Git submodules are a solution to this, although not as foolproof as other features of git:

  • The commands are not intuitive (to me at least).
  • Gitsubmodulizing or Ungitsubmodulizing a directory can be a pain, as can attest a lot of late-night posts to Stackoverflow and the like.
  • What if the maintainer of ~/externalsoftware decides that git submodules are great too?

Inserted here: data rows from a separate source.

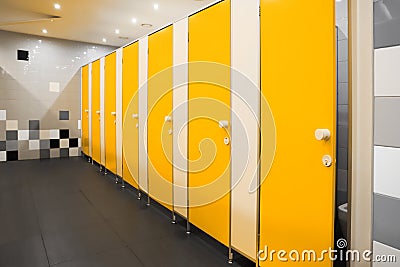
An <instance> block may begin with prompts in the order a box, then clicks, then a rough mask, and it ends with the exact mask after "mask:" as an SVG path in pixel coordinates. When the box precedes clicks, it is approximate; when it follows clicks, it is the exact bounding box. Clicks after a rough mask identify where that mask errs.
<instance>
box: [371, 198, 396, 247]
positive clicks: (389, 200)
mask: <svg viewBox="0 0 400 267" xmlns="http://www.w3.org/2000/svg"><path fill="white" fill-rule="evenodd" d="M399 226H400V199H396V198H392V197H388V196H383V195H378V194H374V240H376V241H379V242H381V243H383V244H385V245H388V246H391V247H394V248H396V249H400V230H399Z"/></svg>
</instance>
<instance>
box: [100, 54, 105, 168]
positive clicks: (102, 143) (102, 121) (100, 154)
mask: <svg viewBox="0 0 400 267" xmlns="http://www.w3.org/2000/svg"><path fill="white" fill-rule="evenodd" d="M105 61H106V59H105V58H104V57H102V58H101V59H100V164H101V165H103V166H106V139H105V128H104V127H105V116H104V115H105V114H104V105H105V102H104V101H105V97H104V92H105Z"/></svg>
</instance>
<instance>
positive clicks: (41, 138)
mask: <svg viewBox="0 0 400 267" xmlns="http://www.w3.org/2000/svg"><path fill="white" fill-rule="evenodd" d="M40 139H41V140H46V139H50V130H40Z"/></svg>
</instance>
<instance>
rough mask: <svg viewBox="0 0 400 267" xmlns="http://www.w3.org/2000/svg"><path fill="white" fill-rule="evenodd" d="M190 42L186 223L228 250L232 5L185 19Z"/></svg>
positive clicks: (224, 3) (221, 7)
mask: <svg viewBox="0 0 400 267" xmlns="http://www.w3.org/2000/svg"><path fill="white" fill-rule="evenodd" d="M189 38H190V39H189V89H188V90H189V133H188V135H189V137H188V139H189V143H188V155H189V205H190V207H189V221H190V223H192V224H194V225H195V226H197V227H199V228H200V229H201V230H203V231H205V232H206V233H208V234H209V235H211V236H212V237H214V238H215V239H217V240H218V241H220V242H221V243H223V244H224V245H226V246H229V231H230V224H229V217H230V211H229V210H230V144H229V142H230V141H229V139H230V135H229V133H230V1H227V0H226V1H223V2H221V3H218V4H216V5H214V6H212V7H210V8H208V9H205V10H203V11H201V12H199V13H197V14H195V15H193V16H191V17H189ZM220 123H221V126H222V127H220V125H219V124H220ZM225 142H226V143H225Z"/></svg>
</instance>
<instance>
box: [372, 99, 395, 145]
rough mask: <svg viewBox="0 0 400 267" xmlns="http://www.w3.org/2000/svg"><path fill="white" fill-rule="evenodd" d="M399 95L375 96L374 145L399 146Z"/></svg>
mask: <svg viewBox="0 0 400 267" xmlns="http://www.w3.org/2000/svg"><path fill="white" fill-rule="evenodd" d="M399 114H400V97H377V98H375V140H374V141H375V145H380V146H393V147H400V120H399Z"/></svg>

Here’s what that would look like, if you’re interested (for the sake of simplicity we’ll not be using Gitflow for this):

cd ~
mkdir externaltoexternal
cd externaltoexternal
touch README.txt
git init
git add .
git commit -am 'external to external software'

cd ~/externalsoftware/
git submodule add ../externaltoexternal externaltoexternal
git commit -am 'add some external software'

cd ~/myrepo/
git checkout master
cd externalsoftware/
git pull origin master
cd ..
git commit -am 'updated external software'

In this case you would also have to update your ./build.sh to also fetch externalsoftware’s git submodules:

echo 'cd externalsoftware && git submodule init && git submodule update' >> build.sh
git commit -am 'updated build script'

Let’s try building this now:

rm -rf externalsoftware/
./build.sh
# Submodule path 'externalsoftware': checked out       
# 'e546535b47c1f7231cc4fae58f63f0bd44ef5ca6'
# Submodule 'externaltoexternal' (/Users/albert/externaltoexternal) registered for path 'externaltoexternal'
# Cloning into 'externaltoexternal'...
# done.
# Submodule path 'externaltoexternal': checked out 'f94de5207ff3f88046b591232fd89171cf0edfb1'

That works, but you can see that the complexity of Git submodules requires a lot more investment on the part of developers to understand all this stuff.

Git submodules, also, are not the only game in town: makefiles, composer, phing are tools that might work for you as well.

Cleaning up after our experiment

If you followed along, now’s the time to delete dangling folders from your computer:

rm -rf ~/myrepo
rm -rf ~/externalsoftware
rm -rf ~/externaltoexternal
rm -rf ~/newinstall